The technology is pioneering and the International Energy Agency’s executive director Fatih Birol has lauded Morocco’s “impressive track record for developing solar technologies”.
Political bedrock
Less eye-catching, but equally important, has been the political stability that made its long-term energy strategy, and the loans required for it, possible. Solar power installations require substantial capital investment. Ouarzazate cost $600mn, with two-thirds of it coming from the World Bank. Noor Midelt’s array of backers hints at the complex financing needed to make projects a reality: African Development Bank, Clean Technology Fund, European Commission, European Investment Bank, French Development Agency and World Bank.
Solar power advocates are fond of pointing out that, once installed, the system effectively lasts forever; running costs are limited to pumping water to regularly clean mirrors and panels. The reality can be more complicated if loans are repaid from electricity sales receipts, and interest charges mean repayments cannot be stretched out indefinitely.
Morocco, Africa’s fifth-largest economy, has avoided the recent turbulence of its North African neighbours Algeria, Egypt, Libya and Tunisia. In 2011, King Mohammed VI answered pro-democracy protests with a new constitution transferring some of his powers to parliament, ensuring relative stability. In April, the World Bank commended Morocco’s “sound fiscal and monetary policies”.
The political picture is not entirely rosy. There are periodic protests against corruption and complaints that investment is concentrated in the coastal cities. This was highlighted with the $2.1bn high-speed railway, the first in Africa, linking Casablanca and Tangier; it triggered protests from the south, which has no rail service at all.
Morocco imports natural gas from Algeria (via a pipeline that connects Algeria to Spain and Portugal), but relations with its eastern neighbour are at times frosty. The government plans to spend $4.6bn building a coastal LNG import plant at Jorf Lasfar, allowing it to shop around for its gas. Morocco may yet find substantial gas reserves of its own, with Italy’s Eni exploring offshore and the UK’s Sound Energy exploring the onshore Tendrara field near the Algerian border.
MENA solar template
Morocco’s renewables success story is a template for other MENA states, not least because those rich in fossil fuels have spare cash to invest in solar plants. The UAE is noted for doing just that. But in a region that provides half the world’s oil and more than a third of its natural gas, abundant cheap energy means the required incentive can be lacking.
Bassam Fattouh, director of the Oxford Institute for Energy Studies, argued last October that MENA states should stop selling fossil fuels at discounts to domestic power plants as the practice makes investment in solar uneconomic.
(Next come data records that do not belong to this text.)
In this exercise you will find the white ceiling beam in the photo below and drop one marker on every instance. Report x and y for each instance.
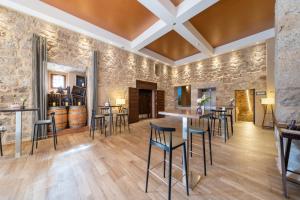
(154, 32)
(189, 8)
(188, 32)
(190, 59)
(245, 42)
(233, 46)
(163, 9)
(157, 56)
(53, 15)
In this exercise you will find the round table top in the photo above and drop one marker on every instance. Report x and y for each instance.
(18, 109)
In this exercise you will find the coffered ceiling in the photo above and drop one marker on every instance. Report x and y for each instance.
(126, 18)
(172, 46)
(175, 32)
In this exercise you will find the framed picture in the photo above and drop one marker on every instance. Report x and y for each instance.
(58, 81)
(80, 81)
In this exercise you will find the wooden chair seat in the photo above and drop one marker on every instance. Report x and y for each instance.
(43, 122)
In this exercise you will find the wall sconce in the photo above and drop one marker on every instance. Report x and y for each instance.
(267, 102)
(120, 102)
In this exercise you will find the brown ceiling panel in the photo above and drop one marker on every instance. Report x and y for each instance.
(230, 20)
(172, 46)
(177, 2)
(126, 18)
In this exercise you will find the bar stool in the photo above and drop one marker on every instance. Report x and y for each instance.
(38, 125)
(289, 135)
(2, 130)
(163, 138)
(94, 119)
(229, 114)
(121, 118)
(201, 131)
(219, 116)
(106, 111)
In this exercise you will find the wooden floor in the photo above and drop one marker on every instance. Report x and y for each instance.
(115, 168)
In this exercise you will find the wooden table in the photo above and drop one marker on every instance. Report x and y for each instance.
(110, 115)
(18, 128)
(186, 115)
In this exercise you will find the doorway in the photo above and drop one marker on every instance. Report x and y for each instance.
(145, 104)
(245, 105)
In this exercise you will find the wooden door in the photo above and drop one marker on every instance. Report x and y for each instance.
(160, 102)
(133, 105)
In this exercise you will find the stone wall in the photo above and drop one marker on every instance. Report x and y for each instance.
(287, 68)
(239, 70)
(118, 68)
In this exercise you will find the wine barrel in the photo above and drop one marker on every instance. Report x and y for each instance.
(77, 116)
(61, 117)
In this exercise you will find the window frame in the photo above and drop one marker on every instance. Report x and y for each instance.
(56, 74)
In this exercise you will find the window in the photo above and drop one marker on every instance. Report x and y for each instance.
(58, 81)
(183, 95)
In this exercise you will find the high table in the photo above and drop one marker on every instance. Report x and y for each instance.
(110, 115)
(18, 128)
(186, 115)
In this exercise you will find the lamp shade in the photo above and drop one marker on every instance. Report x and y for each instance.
(120, 101)
(267, 101)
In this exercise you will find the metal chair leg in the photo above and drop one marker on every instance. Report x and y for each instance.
(204, 154)
(283, 169)
(54, 136)
(209, 140)
(185, 169)
(93, 135)
(1, 145)
(148, 166)
(231, 122)
(170, 175)
(191, 144)
(37, 135)
(164, 164)
(33, 137)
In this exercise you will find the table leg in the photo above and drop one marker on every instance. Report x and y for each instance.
(18, 134)
(194, 178)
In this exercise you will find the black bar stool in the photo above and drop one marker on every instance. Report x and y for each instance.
(163, 138)
(229, 114)
(201, 131)
(107, 112)
(121, 118)
(37, 127)
(2, 130)
(219, 115)
(289, 135)
(94, 119)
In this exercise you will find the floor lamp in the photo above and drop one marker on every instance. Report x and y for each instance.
(267, 102)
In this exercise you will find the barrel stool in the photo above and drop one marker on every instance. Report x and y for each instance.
(61, 117)
(77, 116)
(121, 118)
(94, 119)
(37, 127)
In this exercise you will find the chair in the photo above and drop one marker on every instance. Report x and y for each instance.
(94, 119)
(37, 127)
(219, 116)
(2, 130)
(200, 131)
(289, 135)
(163, 138)
(107, 112)
(121, 118)
(229, 114)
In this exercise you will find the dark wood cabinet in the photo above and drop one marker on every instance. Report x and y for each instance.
(160, 102)
(133, 107)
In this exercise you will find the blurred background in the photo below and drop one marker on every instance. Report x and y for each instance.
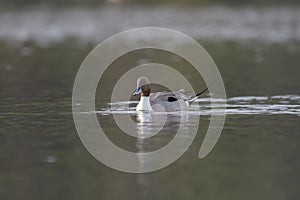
(255, 44)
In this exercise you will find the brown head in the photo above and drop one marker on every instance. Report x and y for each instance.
(143, 87)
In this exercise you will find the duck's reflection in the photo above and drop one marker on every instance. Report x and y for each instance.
(144, 117)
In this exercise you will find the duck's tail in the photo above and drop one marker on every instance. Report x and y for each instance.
(193, 98)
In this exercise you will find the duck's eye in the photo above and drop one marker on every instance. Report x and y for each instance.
(171, 99)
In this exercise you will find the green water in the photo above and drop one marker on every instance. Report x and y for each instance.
(42, 157)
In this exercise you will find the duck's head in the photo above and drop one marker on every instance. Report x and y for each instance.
(143, 87)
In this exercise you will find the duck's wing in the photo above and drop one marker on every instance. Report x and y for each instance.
(158, 97)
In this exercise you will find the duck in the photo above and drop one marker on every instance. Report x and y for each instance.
(162, 101)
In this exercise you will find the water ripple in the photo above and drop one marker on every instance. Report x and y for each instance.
(241, 105)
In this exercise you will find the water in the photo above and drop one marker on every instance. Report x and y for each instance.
(256, 157)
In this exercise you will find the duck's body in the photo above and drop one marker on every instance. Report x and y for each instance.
(162, 101)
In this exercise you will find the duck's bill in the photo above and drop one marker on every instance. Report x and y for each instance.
(137, 91)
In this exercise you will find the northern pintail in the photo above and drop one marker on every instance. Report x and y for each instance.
(162, 101)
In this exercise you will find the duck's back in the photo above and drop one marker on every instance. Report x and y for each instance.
(169, 101)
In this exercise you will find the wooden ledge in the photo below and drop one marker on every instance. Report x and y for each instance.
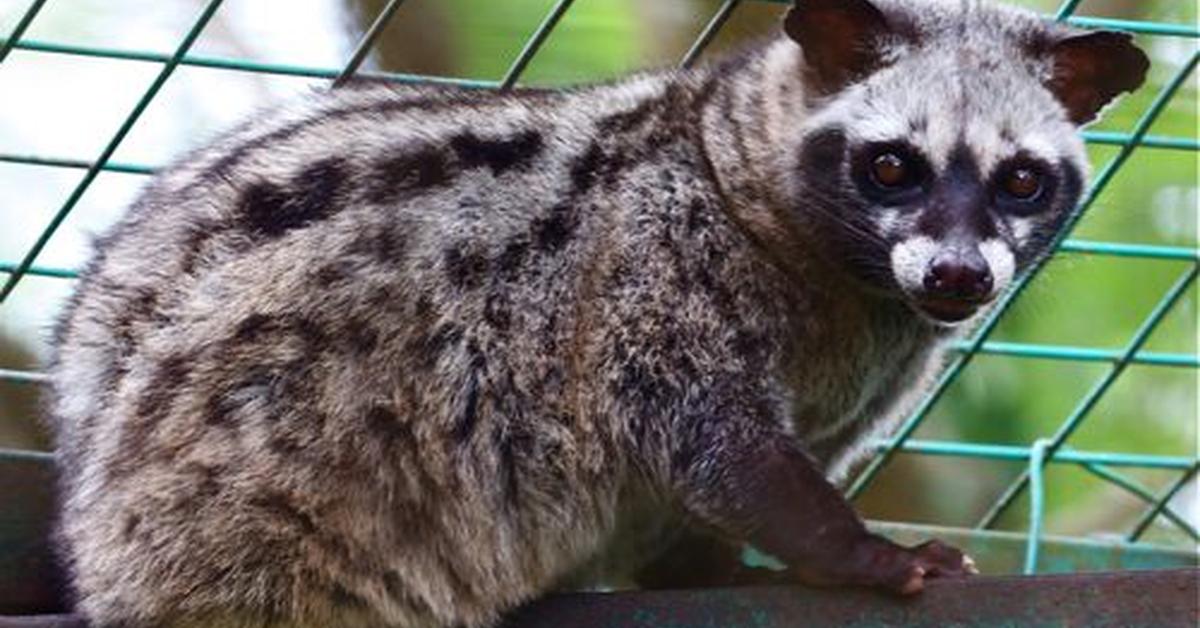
(1165, 598)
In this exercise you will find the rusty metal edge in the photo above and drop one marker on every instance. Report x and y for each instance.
(1127, 599)
(1164, 598)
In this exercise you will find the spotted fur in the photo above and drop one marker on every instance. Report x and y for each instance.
(409, 357)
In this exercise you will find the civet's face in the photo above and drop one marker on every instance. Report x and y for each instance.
(943, 171)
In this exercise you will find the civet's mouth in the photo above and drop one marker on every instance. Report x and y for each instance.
(948, 311)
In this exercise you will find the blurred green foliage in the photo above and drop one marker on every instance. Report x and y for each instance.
(1086, 300)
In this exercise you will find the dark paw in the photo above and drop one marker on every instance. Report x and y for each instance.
(881, 563)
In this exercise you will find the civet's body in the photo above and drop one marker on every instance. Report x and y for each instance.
(409, 357)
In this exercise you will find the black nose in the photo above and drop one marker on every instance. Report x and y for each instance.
(959, 275)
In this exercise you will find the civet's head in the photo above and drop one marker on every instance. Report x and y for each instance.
(941, 150)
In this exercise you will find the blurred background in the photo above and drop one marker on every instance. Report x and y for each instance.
(69, 106)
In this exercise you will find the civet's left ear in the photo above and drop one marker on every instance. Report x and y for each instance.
(841, 40)
(1091, 70)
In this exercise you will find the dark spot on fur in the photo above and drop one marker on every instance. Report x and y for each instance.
(402, 174)
(360, 336)
(270, 210)
(466, 424)
(697, 215)
(499, 155)
(385, 423)
(465, 270)
(381, 243)
(255, 384)
(513, 443)
(497, 310)
(597, 165)
(253, 327)
(331, 274)
(510, 259)
(280, 506)
(346, 598)
(552, 232)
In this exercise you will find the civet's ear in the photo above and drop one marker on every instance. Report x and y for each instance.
(1091, 70)
(841, 39)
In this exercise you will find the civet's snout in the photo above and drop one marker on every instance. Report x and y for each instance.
(951, 281)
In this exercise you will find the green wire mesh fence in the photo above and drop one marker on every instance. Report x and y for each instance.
(1050, 450)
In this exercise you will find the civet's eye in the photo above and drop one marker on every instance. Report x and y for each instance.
(889, 169)
(1023, 183)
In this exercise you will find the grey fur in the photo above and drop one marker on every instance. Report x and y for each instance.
(408, 356)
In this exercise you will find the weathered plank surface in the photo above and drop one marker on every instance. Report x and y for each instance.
(1149, 598)
(1126, 599)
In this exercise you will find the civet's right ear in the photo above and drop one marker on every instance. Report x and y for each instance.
(1093, 69)
(843, 40)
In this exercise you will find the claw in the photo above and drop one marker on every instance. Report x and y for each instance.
(916, 582)
(969, 566)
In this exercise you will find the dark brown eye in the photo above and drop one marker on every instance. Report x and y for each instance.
(889, 169)
(1023, 184)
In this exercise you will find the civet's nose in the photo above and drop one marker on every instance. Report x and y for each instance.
(959, 275)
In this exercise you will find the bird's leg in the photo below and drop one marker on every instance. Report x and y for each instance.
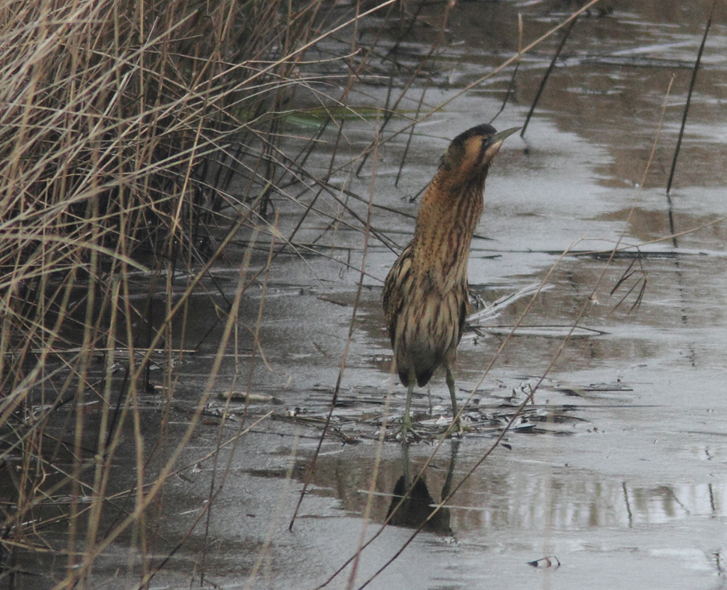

Introducing market rates for domestic fossil fuel sales would spur the development of solar power, in turn freeing up more oil and gas for export.
For the moment, the world’s oil supply glut makes such a strategy problematic for most MENA states. Opec wants to trim supply to defend the oil price, rather than let more appear on the world market. But for those states wanting to invest in solar, Morocco has provided a valuable financial and technological blueprint for how it can be done.